Tokyo's successful hosting of the 1964 Olympics, less than 20 years after its defeat in World War II, was seen as a brilliant illustration of its reintegration into the international community - which at the time was synonymous with the West. A year later Japan joined the GATT, or General Agreement on Tariffs and Trade, and the OECD, the Organisation for Economic Cooperation and Development, an exclusive club of rich economies. Geopolitically secure in its military alliance with the United States - and protected by the American "nuclear umbrella" - Tokyo could focus on economic growth, which proved astonishing and was soon dubbed a "miracle." In 1967, Japan surpassed Germany in size of aggregate GDP.

In the meantime, the rest of Asia was still poor and chaotic. China was two years away from launching the devastating Great Proletarian Cultural Revolution, Vietnam was at war and would remain so for more than another decade, South Korea was still at least 10 years away from achieving any noticeable economic ascent; indeed, in the late 1960s, the state of Asia could be encapsulated in the title and subtitle of a 1968 three-volume opus by Economics Laureate Gunnar Myrdal, Asian Drama: An Inquiry Into the Poverty of Nations. Once again, Japan was distancing itself from Asia and ensconcing itself in the Western camp. Henceforth, whether in Cold War parlance or in reference to the global economy, "the West" included Japan.

The narrative of the 19th and most of the 20th centuries is the rise of the West and the precipitate decline of the East. In 1820 Asia accounted for 60 percent of global GDP, with 33 percent from China. By 1913, Asia's share of global GDP had declined to 20 percent. By mid-century, the time of the 1949 Liberation, China's share of global GDP had fallen to less than 5 percent.

Japan bucked the Asian decline trend. In the space of one generation, the nation emerged from a feudal, isolated, peasant society to become a major industrial and imperial power. At the Paris Peace Conference in 1919 it sat with Great Britain, France, Italy and the United States. Rising phoenix-like from defeat in World War II, by the late 1960s it accounted for half of Asia's total GDP.

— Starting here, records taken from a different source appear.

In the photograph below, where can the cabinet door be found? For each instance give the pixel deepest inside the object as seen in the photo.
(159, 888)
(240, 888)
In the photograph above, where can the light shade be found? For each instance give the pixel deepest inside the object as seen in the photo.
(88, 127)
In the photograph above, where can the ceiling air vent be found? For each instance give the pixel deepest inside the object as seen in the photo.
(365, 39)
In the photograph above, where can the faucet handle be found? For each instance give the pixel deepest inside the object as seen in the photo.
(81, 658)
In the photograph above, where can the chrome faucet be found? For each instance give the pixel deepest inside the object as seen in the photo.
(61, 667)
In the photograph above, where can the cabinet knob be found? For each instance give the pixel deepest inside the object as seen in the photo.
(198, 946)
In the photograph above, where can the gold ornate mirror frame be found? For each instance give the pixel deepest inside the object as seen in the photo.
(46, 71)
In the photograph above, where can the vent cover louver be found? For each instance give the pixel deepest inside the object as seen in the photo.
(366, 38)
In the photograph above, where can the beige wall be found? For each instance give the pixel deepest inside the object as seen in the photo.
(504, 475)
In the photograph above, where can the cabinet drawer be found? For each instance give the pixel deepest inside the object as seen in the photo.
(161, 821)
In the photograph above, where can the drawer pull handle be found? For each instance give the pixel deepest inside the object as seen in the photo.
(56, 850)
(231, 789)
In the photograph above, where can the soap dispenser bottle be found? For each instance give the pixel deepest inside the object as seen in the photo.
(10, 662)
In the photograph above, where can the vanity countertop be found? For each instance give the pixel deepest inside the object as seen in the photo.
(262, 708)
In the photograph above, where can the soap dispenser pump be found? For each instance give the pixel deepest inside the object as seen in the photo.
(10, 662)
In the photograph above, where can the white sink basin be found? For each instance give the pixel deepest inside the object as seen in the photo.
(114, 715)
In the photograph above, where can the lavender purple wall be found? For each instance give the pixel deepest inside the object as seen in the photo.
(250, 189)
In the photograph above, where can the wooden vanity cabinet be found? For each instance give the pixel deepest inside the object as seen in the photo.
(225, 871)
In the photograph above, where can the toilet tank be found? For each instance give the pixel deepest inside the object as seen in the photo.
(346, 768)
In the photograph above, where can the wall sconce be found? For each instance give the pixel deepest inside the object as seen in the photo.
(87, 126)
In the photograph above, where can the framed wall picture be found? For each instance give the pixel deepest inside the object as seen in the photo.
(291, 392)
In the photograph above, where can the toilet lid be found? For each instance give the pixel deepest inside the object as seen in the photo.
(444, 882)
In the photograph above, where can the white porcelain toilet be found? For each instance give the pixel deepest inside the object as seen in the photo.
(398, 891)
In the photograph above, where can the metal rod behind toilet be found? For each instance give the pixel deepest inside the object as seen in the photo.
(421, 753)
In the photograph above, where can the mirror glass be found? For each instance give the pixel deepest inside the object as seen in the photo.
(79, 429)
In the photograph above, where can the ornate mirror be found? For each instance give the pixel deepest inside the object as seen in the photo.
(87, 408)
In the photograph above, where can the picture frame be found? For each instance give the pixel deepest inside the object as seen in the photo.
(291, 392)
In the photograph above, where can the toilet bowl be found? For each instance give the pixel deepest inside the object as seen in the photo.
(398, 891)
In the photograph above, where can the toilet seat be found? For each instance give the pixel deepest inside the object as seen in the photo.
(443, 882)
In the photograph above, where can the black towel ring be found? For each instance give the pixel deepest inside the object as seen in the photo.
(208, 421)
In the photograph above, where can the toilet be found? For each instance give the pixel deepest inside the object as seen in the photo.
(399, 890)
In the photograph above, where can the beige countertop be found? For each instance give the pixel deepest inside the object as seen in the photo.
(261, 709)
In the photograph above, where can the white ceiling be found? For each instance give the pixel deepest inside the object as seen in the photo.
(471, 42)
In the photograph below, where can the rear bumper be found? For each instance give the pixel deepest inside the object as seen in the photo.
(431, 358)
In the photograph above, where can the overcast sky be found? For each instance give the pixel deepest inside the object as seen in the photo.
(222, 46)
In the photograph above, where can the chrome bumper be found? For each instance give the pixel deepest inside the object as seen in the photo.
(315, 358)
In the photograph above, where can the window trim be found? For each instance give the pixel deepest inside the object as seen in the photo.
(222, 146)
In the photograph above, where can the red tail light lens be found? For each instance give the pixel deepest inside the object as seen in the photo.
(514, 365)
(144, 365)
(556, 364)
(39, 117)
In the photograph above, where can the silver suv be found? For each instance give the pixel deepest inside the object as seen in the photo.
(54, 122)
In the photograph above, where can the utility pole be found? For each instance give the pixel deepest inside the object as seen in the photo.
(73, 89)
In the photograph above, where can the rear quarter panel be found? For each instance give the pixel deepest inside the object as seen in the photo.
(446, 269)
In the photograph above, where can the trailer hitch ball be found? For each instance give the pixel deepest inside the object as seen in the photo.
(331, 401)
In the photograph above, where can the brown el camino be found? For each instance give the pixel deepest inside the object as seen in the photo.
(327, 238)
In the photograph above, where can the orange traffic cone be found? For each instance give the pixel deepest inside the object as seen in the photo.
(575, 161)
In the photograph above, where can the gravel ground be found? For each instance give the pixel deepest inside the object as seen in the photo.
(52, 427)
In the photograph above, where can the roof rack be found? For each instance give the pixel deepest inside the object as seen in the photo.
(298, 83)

Japan showed a knack for adaptation. In the mid-19th century, fearing that it might suffer an ignominious fate at the hands of Western imperialists comparable to China's devastating humiliation in the Opium Wars, Japan underwent a radical political and cultural revolution. With the "restoration" of imperial rule, as the Emperor Meiji ascended the throne in April 1868, a "Charter Oath of Five Articles" was promulgated, the intention of which was to set the spirit and vision of the "new" Japan. The fifth article reads: "Knowledge shall be sought throughout the world so as to strengthen the foundation of imperial rule." The 1880s were dubbed the decade of "(western) civilisation and enlightenment" (bunmei kaika), culminating in 1885 with one of modern Japanese history's most seminal publications, written by the prominent Japanese thought-leader of the time, Fukuzawa Yukichi - his image can be found on the Yen 10,000 bank note - entitled Datsu-A/Nyû-O, or"exiting Asia/entering Europe."

In fact, Japan's roots and identity lie deeply in East Asian civilization, having borrowed a great deal of learning, culture, philosophy by way of Confucianism, religion by way of Buddhism, a system of writing and art from China and Korea. During the Asuka period, 6th and 7th centuries CE, major reforms were based on Chinese statecraft, while the imperial capitals, Nara and later Kyoto, were modeled on the Tang dynasty's Xi'an.